Der Fuchs und die Trauben

Eine Maus und ein Spatz saßen an einem Herbstabend unter einem Weinstock und unterhielten sich.

Auf einmal zirpte der Spatz seiner Freundin der Maus zu: „Versteck dich, der Fuchs kommt!" Dann flog der Spatz rasch hinauf in das Laub des Baumes.

Der Fuchs schlich sich an den Weinstock heran. Seine Blicke hingen sehnsüchtig an den dicken, blauen und schon überreifen Trauben.

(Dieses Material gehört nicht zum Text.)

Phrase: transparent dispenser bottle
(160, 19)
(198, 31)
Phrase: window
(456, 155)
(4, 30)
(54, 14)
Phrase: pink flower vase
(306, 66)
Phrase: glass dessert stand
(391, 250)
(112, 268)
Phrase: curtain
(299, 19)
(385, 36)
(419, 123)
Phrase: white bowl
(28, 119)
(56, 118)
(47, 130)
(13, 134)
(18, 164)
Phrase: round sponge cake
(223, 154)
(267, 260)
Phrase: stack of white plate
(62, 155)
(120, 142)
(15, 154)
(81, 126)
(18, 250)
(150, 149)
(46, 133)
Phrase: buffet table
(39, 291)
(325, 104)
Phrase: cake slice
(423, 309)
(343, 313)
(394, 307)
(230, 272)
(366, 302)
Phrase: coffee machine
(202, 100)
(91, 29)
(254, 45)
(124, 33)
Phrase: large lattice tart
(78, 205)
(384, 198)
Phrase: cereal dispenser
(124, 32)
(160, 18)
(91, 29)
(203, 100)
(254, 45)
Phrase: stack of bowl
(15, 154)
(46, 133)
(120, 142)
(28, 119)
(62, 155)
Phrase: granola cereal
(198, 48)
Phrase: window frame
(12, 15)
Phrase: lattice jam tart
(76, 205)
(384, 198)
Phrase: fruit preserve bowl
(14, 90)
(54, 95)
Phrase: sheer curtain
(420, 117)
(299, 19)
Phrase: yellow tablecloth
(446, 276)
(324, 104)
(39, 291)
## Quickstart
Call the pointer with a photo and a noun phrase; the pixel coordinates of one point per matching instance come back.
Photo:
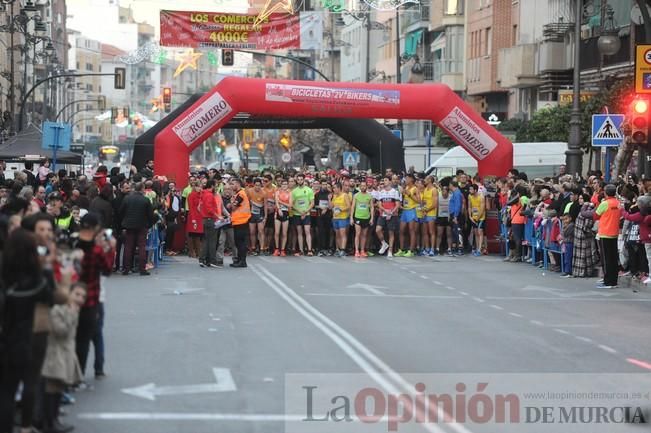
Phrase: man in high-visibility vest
(240, 215)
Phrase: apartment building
(84, 56)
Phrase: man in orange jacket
(240, 215)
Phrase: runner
(302, 202)
(340, 204)
(258, 217)
(477, 216)
(409, 218)
(423, 246)
(443, 223)
(324, 220)
(270, 208)
(362, 217)
(283, 203)
(388, 204)
(430, 207)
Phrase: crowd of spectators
(62, 234)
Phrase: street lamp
(607, 44)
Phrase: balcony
(516, 66)
(590, 56)
(555, 56)
(448, 72)
(415, 18)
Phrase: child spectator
(61, 366)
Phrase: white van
(535, 159)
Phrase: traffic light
(167, 99)
(640, 121)
(228, 57)
(286, 140)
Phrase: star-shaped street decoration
(212, 58)
(160, 57)
(188, 61)
(273, 6)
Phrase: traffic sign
(56, 136)
(606, 129)
(643, 69)
(351, 159)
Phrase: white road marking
(368, 287)
(223, 383)
(360, 354)
(520, 298)
(174, 416)
(606, 348)
(273, 259)
(381, 295)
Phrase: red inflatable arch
(300, 99)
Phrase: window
(489, 42)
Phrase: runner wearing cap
(409, 218)
(430, 198)
(302, 203)
(270, 209)
(258, 216)
(361, 217)
(388, 204)
(340, 204)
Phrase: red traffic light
(167, 95)
(640, 106)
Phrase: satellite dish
(636, 14)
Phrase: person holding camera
(99, 251)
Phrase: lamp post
(19, 23)
(607, 44)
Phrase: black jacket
(104, 209)
(137, 212)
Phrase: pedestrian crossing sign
(351, 159)
(607, 129)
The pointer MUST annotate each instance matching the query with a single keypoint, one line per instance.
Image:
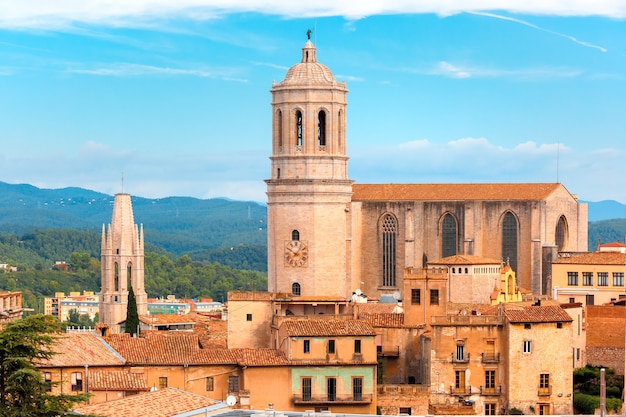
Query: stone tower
(122, 265)
(309, 192)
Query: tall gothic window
(129, 274)
(298, 128)
(321, 128)
(561, 233)
(116, 276)
(448, 236)
(389, 233)
(279, 125)
(509, 240)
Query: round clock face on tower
(296, 253)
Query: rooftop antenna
(558, 146)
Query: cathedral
(328, 236)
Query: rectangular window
(416, 296)
(434, 297)
(331, 389)
(459, 381)
(233, 384)
(460, 352)
(306, 389)
(490, 380)
(77, 381)
(357, 389)
(544, 383)
(47, 377)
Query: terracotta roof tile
(465, 260)
(453, 192)
(594, 258)
(383, 319)
(161, 403)
(116, 381)
(536, 314)
(80, 349)
(314, 327)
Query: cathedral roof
(308, 71)
(453, 192)
(465, 260)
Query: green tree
(132, 316)
(23, 343)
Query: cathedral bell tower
(309, 192)
(122, 265)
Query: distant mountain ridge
(178, 224)
(185, 224)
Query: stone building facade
(328, 236)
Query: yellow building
(592, 278)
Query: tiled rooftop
(117, 381)
(465, 260)
(161, 403)
(536, 314)
(80, 349)
(314, 327)
(453, 192)
(594, 258)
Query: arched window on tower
(129, 274)
(389, 230)
(509, 240)
(116, 276)
(295, 288)
(340, 132)
(561, 233)
(298, 128)
(321, 128)
(279, 127)
(448, 236)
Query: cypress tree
(132, 316)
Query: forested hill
(179, 225)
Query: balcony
(336, 399)
(490, 357)
(491, 390)
(460, 359)
(461, 390)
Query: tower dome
(308, 71)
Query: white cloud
(525, 23)
(45, 14)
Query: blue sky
(174, 95)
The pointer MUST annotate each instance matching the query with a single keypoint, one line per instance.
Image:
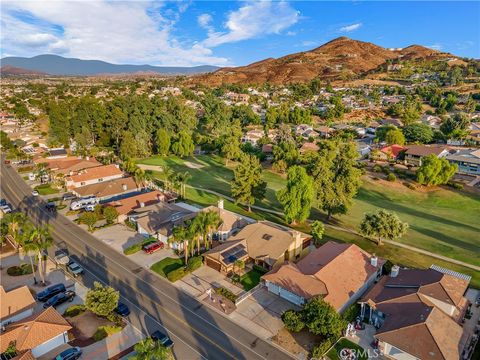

Vorsichtig spähte er nach allen Seiten. Dann stützte er sich mit seinen Vorderpfoten gegen den Stamm, reckte kräftig seinen Körper empor und wollte mit seinem Maul ein paar Trauben erwischen.

Aber sie hingen zu hoch.

Etwas verärgert versuchte er sein Glück noch einmal. Diesmal machte er einen gewaltigen Satz, doch er schnappte wieder nur ins Leere.

Noch ein drittes Mal bemühte er sich und sprang mit aller Kraft nach oben. Voller Gier streckte er sich so sehr nach den üppigen Trauben, dass er auf seinen Rücken fiel.

Aber nicht ein Blatt hatte sich bewegt.

Der Spatz, der schweigend zugesehen hatte, konnte sich nicht länger beherrschen und zwitscherte belustigt: „Herr Fuchs, Ihr wollt eben zu hoch hinaus!"

Die Maus schaute aus ihrem Versteck und piepste vorlaut: „Gib dir keine Mühe, die Trauben bekommst du ja doch nie."

Und geschwind wie ein Pfeil rannte sie in ihr Loch zurück.

Der Fuchs biss die Zähne zusammen, rümpfte die Nase und meinte hochmütig: „Die Trauben sind mir noch nicht reif genug. Und saure Früchte mag ich eben nicht."

Mit stolzem und erhobenem Haupt ging er in den Wald zurück.